Dies muss verwundern. Lässt sich der Grundsatz der Gleichbehandlung der Geschlechter nur mit einer Herabsetzung des Schutzes von Mädchen herstellen? Warum kommt man gar nicht auf die Idee, das Gleichbehandlungsgebot mit MEHR Schutz für ALLE KINDER zu garantieren?
 

Es ist zu offensichtlich:
Um Vorhautamputationen an Jungen als vermeintliches Elternrecht und religiöse Praxis - koste es was es wolle - zu "retten", wird der absolute Schutz von Mädchen und Frauen wieder in Frage gestellt. Insbesondere in den USA stehen Verfechter der Jungenbeschneidung unter zunehmendem Rechtfertigungsdruck. Die Öffentlichkeit soll womöglich darauf vorbereitet werden, dass die FGM-Fälle nicht zu hohen Strafen führen oder gleich ganz straffrei bleiben. Denn führten diese Fälle zu hohen Strafen, müssten konsequenterweise auch sämtliche Ärzte in den USA bestraft werden, die Jungen ohne jegliche medizinische Indikation mit der Vorhaut den sensibelsten Teil des Penis amputieren.

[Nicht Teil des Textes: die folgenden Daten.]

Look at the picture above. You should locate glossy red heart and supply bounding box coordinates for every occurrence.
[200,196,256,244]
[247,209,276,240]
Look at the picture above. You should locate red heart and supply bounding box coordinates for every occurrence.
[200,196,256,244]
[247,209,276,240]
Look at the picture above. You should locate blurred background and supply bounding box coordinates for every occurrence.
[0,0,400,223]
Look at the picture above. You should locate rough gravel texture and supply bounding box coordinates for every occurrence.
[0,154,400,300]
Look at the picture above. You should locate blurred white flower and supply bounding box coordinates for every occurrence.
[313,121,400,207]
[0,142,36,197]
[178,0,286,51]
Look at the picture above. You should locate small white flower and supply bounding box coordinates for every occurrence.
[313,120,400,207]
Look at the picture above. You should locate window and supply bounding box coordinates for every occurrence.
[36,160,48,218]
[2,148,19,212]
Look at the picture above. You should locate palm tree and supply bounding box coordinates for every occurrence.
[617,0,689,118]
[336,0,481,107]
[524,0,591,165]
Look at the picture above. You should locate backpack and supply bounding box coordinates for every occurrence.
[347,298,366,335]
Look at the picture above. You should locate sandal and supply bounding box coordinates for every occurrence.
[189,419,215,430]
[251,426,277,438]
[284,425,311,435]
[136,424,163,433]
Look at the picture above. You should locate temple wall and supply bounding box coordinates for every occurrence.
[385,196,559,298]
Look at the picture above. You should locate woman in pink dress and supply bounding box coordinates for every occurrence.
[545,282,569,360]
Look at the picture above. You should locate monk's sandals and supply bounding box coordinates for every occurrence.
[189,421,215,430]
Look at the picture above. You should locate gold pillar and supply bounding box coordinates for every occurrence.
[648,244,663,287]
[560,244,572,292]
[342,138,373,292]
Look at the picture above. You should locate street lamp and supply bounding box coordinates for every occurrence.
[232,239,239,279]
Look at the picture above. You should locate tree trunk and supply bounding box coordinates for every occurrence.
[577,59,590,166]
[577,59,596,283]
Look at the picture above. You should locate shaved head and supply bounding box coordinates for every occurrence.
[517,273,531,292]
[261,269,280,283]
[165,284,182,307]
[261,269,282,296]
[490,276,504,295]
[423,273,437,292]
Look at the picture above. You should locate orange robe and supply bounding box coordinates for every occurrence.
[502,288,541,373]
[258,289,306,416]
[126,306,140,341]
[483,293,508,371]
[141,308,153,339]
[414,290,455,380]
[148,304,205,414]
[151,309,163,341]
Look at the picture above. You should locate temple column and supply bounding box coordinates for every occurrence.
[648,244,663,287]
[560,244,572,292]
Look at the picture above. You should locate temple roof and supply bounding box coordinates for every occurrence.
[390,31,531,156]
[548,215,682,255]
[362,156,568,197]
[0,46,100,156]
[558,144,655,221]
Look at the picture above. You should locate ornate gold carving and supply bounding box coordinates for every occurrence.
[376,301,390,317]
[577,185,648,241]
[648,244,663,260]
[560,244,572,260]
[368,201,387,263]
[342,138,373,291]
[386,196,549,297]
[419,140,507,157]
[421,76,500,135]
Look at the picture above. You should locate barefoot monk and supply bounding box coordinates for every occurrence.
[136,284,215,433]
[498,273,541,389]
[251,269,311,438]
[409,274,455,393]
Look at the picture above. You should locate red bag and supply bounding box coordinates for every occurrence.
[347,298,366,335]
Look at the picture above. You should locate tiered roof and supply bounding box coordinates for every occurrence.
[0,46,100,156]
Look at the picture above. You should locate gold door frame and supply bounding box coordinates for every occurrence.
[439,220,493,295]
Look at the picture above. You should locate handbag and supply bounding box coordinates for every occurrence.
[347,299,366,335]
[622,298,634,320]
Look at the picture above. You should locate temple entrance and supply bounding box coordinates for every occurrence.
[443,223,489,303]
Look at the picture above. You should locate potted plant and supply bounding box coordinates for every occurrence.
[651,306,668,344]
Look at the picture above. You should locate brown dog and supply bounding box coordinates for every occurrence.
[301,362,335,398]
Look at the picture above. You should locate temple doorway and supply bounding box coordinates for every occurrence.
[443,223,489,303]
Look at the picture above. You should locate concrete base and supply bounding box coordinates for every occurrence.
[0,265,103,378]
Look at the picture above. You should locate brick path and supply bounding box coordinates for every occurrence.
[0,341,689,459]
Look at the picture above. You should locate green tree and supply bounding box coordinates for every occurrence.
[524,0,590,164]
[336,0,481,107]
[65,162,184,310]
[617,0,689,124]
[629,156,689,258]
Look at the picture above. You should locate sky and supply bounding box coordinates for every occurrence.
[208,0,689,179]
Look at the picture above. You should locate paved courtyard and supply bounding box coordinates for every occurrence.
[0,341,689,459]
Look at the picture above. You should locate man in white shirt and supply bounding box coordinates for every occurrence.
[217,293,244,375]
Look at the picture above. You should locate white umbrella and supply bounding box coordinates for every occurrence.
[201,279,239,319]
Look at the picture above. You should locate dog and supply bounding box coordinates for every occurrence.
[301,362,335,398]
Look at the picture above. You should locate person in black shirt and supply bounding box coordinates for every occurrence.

In Deutschland stehen wir vor genau der gleichen Situation: wird §226a StGB, der jegliche Formen von Genitalverstümmelung an Mädchen unter Strafe stellt, endlich einmal zur Anwendung kommen, wird jede Verteidigung auf die völlige Erlaubnis von Vorhautamputation an Jungen verweisen und die Gleichbehandlung der Geschlechter fordern.
 

Auch hier in Deutschland stehen wir alle vor dem Scheideweg: WENIGER oder MEHR Kinderschutz für ALLE? In Ignoranz der Faktenlage und ethischer Grundsätze haben viele Politiker*innen 2012 in der Beschneidungsdebatte diese Argumente weit von sich gewiesen und wurden dafür von Frauenrechtlerinnen scharf kritisiert. Die Wirklichkeit holt auch Deutschland spätestens jetzt mit den Fällen in den USA ein. Solange Vorhautamputationen an Jungen erlaubt sind, bleiben zwei der wichtigsten und hart erkämpften Ziele der Frauenrechtsbewegungen – die Gleichberechtigung der Geschlechter und Null-Toleranz bei weiblicher Genitalverstümmelung – nicht miteinander vereinbar. 
 

Wir brauchen jetzt eine neue Debatte zur Verwirklichung unteilbarer Kinderrechte.